Fruits: Most vs. Least Modified
Here’s a simplified look at some of the fruits based on how heavily they’ve been modified through human cultivation:
🍭 Most Modified Fruits (bred for size/sweetness):
Bananas (Cavendish variety)
Apples (especially Fuji, Gala, and Red Delicious)
Seedless grapes
Watermelon
Pineapple
Mango
Nectarines
Papaya
Oranges (navel and Valencia)
🌿 Least Modified or Closer to Wild:
Wild or heirloom berries (blackberries, raspberries, elderberries)
Figs (in season and from traditional farms)
Pomegranate
Kiwi (golden kiwi is sweeter; green is closer to traditional)
Cherries (especially tart varieties)
Olives (yes, technically a fruit!)
Crabapples and foraged apples
Wild plums
The more a fruit has been bred for sweetness, the less fiber and phytonutrients it typically contains in proportion to its sugar load.
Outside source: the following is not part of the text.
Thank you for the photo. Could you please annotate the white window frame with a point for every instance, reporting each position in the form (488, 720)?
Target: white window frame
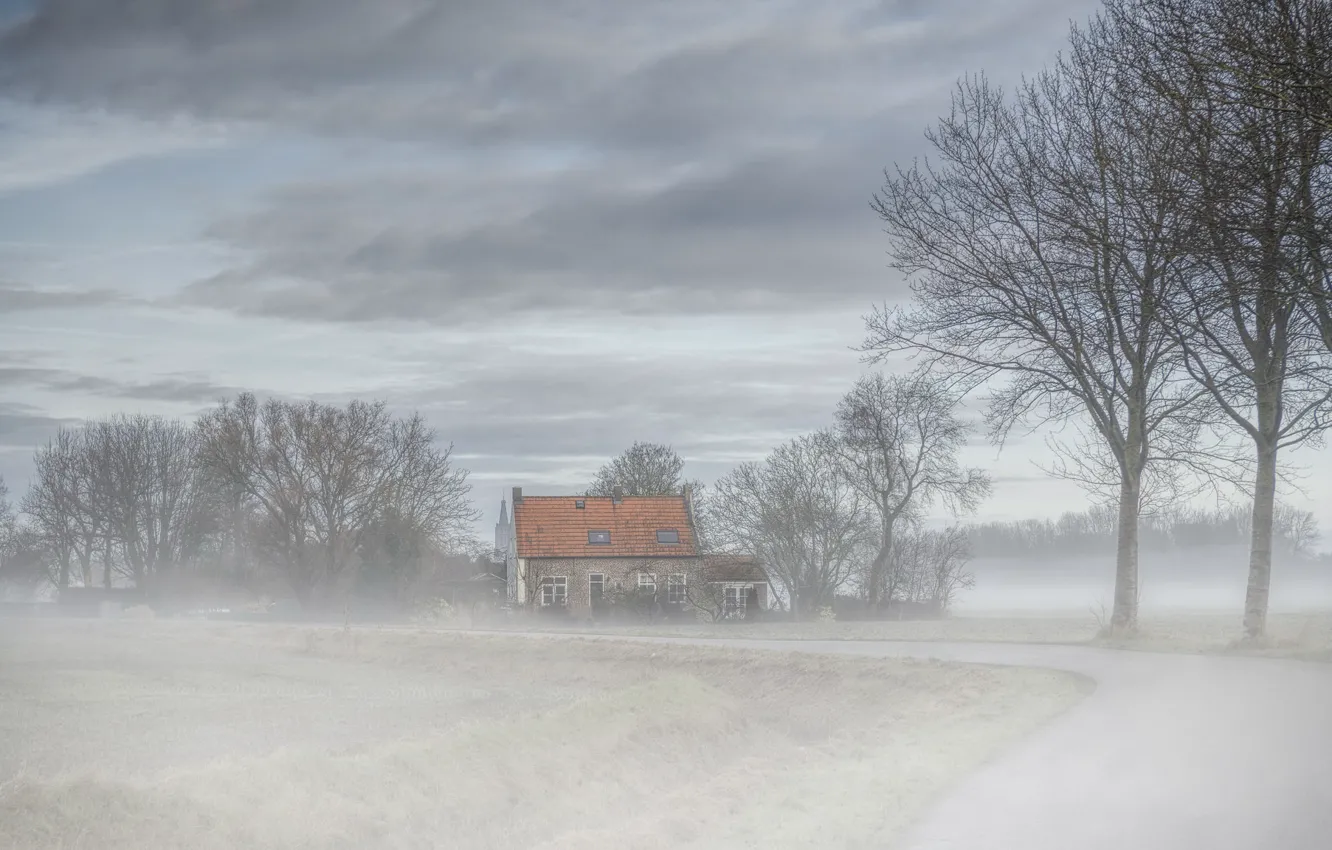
(553, 592)
(735, 605)
(677, 582)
Health Implications: Sweet Fruit & Blood Sugar
While fruit is considered natural, not all fruit is created equally, especially when it comes to our bodies glucose response.
Many of us, especially women, are dealing with symptoms of blood sugar dysregulation without even realizing it: afternoon crashes, brain fog, irritability before meals, hormonal imbalances, and poor sleep. Add sweetened, modern fruit to the mix—especially eaten alone, juiced or in excess—and you're likely to see a spike in glucose followed by an massive energy drop.
Frequent blood sugar spikes can:
Increase insulin resistance
Trigger inflammation
Disrupt hormonal balance
Elevate cortisol levels, which impacts mood and metabolism
This doesn’t mean fruit is bad. But it does mean we need to be more mindful of how, when and what we eat, especially if we want to use food to support our nervous system, fertility, and energy—not destabilize it.
Actionable Tips: How to Enjoy Fruit Without the Crash
🍓 Pair it with protein or fat
Combine fruit with a handful of nuts, Greek yogurt, or a boiled egg to reduce the glucose spike.
🍇 Choose fiber-rich or tart varieties
Opt for berries, kiwi, pomegranate, or green apples, which have more fiber and less sugar.
🍌 Avoid fruit juices and dried fruits
These are extremely concentrated and stripped of the fiber that helps slow sugar absorption.
🍒 Eat fruit after meals, as a dessert, never on an empty stomach
This flattens the glucose curve and gives your body more time to metabolize it gently.
🌾 Explore local, seasonal, or heirloom fruits when possible
Farmers markets or CSAs often carry varieties that haven’t been overly commercialized.
Final Thoughts: Sweetness Isn't the Whole Story
Fruit, in its essence, is beautiful. It connects us to the earth, the seasons, our ancestry. The taste is amazing and makes us feel healthy, balanced, our skin glowing and vibrant. But like many things in modern life, it has been optimized for profit and pleasure, sometimes at the cost of balance.
This isn’t about demonizing a banana. It’s about waking up to what we’ve normalized, and learning to make choices that support our unique biology. Especially as women, our hormonal and metabolic systems are more sensitive than we’re often told. What seems “healthy” on the surface doesn’t always nourish us at the root.
So next time you reach for that perfectly shiny apple, just pause. Maybe pair it with a spoon of almond butter. Or swap it for a handful of tart blackberries. And when in doubt, lean into variety, tradition, and realness, because sweetness was never meant to be the whole story!